Much of the evidence and argument in the present case centred around the issue of risk and the concern that if the prohibition against physician-assisted suicide was removed, vulnerable members of society, such as the aged and the disabled, would be at risk. In response, while recognizing the validity of the concerns, the Plaintiffs argued that those concerns could not override the harmful effects of the law that robs severely ill people of their dignity and prevents them from making fundamental life and death decisions.

As the Plaintiffs argued, and as Madam Justice Smith found, the law, and current medical practice, already recognize the validity of various end-of-life practices. For example, physicians may follow a patient's or a substitute decision-maker's instructions to withhold or withdraw life-sustaining treatment from patients or they may administer medications in dosages that hasten death. The Plaintiffs argued that to draw a line at permitting physicians to actually bring about death is arbitrary and unfairly discriminates against persons who wish to terminate their lives but who cannot do so without assistance because of the nature or extent of their illness.

Madam Justice Smith agreed with the Plaintiffs and found that the prohibition against physician-assisted violated the right to equality guaranteed under section 15 of the Canadian Charter of Rights and Freedoms and the right to liberty and security of the person guaranteed under section 7 of the Charter. She further held that the provisions could not be saved under section 1 of the Charter because a complete ban on physician-assisted suicide was a disproportionate response to the concern about protecting vulnerable people.

In her view, a more appropriate, and proportionate, response would be to maintain an almost-absolute prohibition but with a stringently limited and carefully monitored system of exceptions that would allow persons in Ms. Taylor's situation to access physician-assisted death.

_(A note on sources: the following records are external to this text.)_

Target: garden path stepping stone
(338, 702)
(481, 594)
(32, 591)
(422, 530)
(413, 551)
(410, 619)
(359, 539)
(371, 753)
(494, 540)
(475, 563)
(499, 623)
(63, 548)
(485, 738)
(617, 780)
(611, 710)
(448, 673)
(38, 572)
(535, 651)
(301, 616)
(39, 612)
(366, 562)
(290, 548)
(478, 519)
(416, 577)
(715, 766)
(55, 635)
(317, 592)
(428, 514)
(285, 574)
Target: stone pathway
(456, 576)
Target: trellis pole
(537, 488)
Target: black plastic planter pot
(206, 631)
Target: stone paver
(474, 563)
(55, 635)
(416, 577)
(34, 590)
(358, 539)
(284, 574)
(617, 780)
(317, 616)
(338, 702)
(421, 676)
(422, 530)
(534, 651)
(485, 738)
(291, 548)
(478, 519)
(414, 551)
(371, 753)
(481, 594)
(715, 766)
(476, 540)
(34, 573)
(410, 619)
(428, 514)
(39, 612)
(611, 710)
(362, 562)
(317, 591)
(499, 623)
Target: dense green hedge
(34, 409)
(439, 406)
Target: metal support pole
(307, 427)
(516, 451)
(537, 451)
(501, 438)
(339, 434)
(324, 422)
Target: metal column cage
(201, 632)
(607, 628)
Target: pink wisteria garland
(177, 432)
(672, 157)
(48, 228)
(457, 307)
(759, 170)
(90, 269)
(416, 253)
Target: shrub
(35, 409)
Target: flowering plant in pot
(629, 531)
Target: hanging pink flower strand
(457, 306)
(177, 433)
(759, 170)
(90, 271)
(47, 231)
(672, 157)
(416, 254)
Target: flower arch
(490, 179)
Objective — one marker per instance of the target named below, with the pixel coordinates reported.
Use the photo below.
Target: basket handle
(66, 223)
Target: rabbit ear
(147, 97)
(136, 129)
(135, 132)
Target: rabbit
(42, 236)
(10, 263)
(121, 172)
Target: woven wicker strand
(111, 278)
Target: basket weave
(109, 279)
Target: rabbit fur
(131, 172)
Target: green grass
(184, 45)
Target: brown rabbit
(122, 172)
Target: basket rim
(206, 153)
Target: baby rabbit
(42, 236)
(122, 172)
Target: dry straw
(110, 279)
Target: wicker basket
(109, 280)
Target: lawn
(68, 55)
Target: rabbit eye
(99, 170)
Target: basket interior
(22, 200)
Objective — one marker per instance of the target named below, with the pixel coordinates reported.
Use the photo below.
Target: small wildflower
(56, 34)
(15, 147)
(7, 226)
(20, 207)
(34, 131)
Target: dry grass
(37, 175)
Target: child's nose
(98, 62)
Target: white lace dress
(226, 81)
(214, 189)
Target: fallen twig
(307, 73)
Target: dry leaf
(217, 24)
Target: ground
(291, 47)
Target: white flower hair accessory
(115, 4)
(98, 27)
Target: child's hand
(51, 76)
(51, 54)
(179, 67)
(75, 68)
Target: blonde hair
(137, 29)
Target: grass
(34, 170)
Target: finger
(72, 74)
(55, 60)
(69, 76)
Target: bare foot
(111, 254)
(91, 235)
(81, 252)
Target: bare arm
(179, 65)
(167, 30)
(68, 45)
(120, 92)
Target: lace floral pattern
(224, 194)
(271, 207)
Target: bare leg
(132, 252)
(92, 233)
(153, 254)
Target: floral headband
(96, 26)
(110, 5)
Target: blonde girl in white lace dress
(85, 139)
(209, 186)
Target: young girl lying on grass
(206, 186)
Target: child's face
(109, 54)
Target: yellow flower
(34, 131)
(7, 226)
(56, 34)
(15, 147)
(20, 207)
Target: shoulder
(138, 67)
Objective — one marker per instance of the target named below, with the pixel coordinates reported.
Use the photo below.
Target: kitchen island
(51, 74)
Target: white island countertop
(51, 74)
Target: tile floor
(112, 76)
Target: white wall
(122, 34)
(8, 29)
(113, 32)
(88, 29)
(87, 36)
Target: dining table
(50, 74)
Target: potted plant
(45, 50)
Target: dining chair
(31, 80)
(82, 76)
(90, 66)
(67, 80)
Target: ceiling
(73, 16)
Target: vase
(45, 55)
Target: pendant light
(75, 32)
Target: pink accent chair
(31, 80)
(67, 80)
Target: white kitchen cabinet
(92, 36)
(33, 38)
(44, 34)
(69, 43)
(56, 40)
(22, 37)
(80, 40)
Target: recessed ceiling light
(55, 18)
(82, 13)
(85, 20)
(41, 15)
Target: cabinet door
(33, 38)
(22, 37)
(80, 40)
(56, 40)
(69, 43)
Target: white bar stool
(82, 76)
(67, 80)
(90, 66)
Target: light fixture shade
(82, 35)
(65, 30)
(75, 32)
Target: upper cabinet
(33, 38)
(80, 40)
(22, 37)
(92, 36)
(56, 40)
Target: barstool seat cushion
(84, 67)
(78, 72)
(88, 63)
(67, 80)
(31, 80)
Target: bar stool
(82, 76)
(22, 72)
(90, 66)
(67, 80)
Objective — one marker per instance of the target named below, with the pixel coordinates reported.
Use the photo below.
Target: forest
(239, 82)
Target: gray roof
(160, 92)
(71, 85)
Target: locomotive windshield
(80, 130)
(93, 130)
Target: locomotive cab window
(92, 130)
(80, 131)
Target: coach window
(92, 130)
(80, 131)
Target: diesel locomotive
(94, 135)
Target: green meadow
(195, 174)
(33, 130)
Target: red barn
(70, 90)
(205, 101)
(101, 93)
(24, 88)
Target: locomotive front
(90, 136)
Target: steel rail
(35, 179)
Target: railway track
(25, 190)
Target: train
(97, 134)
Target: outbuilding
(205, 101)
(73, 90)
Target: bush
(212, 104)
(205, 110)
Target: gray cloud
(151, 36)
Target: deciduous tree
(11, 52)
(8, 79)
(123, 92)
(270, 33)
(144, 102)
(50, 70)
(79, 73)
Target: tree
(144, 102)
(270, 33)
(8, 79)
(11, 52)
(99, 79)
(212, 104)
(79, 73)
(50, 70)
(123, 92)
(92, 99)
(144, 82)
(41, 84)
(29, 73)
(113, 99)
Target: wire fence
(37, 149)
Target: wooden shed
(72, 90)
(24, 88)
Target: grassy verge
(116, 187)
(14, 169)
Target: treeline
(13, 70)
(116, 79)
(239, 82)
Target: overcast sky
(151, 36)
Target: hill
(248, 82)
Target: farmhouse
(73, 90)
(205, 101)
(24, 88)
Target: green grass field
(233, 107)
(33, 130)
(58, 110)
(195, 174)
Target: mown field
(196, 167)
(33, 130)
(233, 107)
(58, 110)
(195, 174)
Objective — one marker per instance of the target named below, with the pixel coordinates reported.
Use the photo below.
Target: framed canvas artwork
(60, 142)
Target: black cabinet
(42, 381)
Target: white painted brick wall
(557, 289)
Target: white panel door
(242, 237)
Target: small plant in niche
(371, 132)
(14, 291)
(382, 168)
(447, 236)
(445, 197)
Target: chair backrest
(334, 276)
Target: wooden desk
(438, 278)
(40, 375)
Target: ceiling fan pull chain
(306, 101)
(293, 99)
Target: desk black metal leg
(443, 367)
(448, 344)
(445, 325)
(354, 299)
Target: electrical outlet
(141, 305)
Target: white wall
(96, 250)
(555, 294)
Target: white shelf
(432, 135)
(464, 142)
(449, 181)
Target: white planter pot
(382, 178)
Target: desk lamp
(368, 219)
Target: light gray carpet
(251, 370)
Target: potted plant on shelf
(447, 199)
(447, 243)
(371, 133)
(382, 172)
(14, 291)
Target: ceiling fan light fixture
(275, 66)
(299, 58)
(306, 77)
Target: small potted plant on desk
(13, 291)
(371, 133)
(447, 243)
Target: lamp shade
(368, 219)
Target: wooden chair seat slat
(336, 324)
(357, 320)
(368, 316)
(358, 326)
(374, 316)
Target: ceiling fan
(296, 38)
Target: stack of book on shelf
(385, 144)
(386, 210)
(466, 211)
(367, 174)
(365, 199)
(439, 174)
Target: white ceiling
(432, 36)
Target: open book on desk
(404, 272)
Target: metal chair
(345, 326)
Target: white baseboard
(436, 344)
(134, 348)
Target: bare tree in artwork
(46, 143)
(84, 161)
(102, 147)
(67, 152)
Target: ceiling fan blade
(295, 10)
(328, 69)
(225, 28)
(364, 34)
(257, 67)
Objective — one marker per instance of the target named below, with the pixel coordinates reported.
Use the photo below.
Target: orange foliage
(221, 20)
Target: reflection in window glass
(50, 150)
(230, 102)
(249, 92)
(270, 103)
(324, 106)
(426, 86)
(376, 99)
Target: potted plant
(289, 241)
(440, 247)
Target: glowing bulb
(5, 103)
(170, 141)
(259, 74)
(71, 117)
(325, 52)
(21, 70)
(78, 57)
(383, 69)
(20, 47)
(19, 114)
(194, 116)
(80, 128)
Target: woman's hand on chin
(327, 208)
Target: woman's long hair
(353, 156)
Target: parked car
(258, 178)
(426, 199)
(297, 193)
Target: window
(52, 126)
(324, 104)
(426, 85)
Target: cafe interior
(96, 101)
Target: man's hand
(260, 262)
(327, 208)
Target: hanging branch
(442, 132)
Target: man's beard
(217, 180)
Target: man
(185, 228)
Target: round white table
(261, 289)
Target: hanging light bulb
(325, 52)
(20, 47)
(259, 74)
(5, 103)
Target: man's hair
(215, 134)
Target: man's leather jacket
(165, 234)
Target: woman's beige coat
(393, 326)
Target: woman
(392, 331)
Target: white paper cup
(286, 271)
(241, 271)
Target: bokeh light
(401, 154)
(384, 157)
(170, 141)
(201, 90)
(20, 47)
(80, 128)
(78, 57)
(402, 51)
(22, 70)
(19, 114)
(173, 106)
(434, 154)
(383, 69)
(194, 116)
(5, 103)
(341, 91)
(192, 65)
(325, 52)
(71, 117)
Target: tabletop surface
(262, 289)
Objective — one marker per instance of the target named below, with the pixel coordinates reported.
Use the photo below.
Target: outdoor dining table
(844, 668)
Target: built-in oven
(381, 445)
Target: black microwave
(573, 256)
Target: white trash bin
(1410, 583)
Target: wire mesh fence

In finding for the Plaintiffs, Madam Justice Smith did not strike down the provisions in issue in the sense of ordering them removed from the Criminal Code. Rather, she declared them to be of no force and effect in certain circumstances. Specifically, she held that the provisions cannot operate to prohibit physician-assisted suicide by a medical practitioner where:

(a) There is an existing physician-patient relationship;

(b) The assistance is provided to a fully-informed, non-ambivalent competent adult patient who:

(i) Is free from coercion and undue influence, is not clinically depressed and who personally requests physician-assisted death; and

(ii) Is materially physically disabled or is soon to become so, has been diagnosed by a medical practitioner as having a serious illness, disease or disability, is in a state of advanced weakening capacities with no chance of improvement, has an illness that is without remedy by acceptable treatment options, and has an illness causing enduring physical or psychological suffering that is intolerable and that cannot be alleviated by any acceptable medical treatments.

As is common in cases of this nature where legislation has been found to be constitutionally inoperative, Madam Justice Smith suspended the effect of her declaration for a period of one year to enable Parliament to respond and to perhaps change the legislation to accord with the Court's findings. However, Madam Justice Smith also granted Taylor a constitutional exemption that will enable her to access physician-assisted suicide under certain strict conditions if the need arises while the declaration of unconstitutionality remains suspended.

There is no word yet whether the governments of Canada and British Columbia will appeal the decision. They have 30 days to do so from the date of the decision.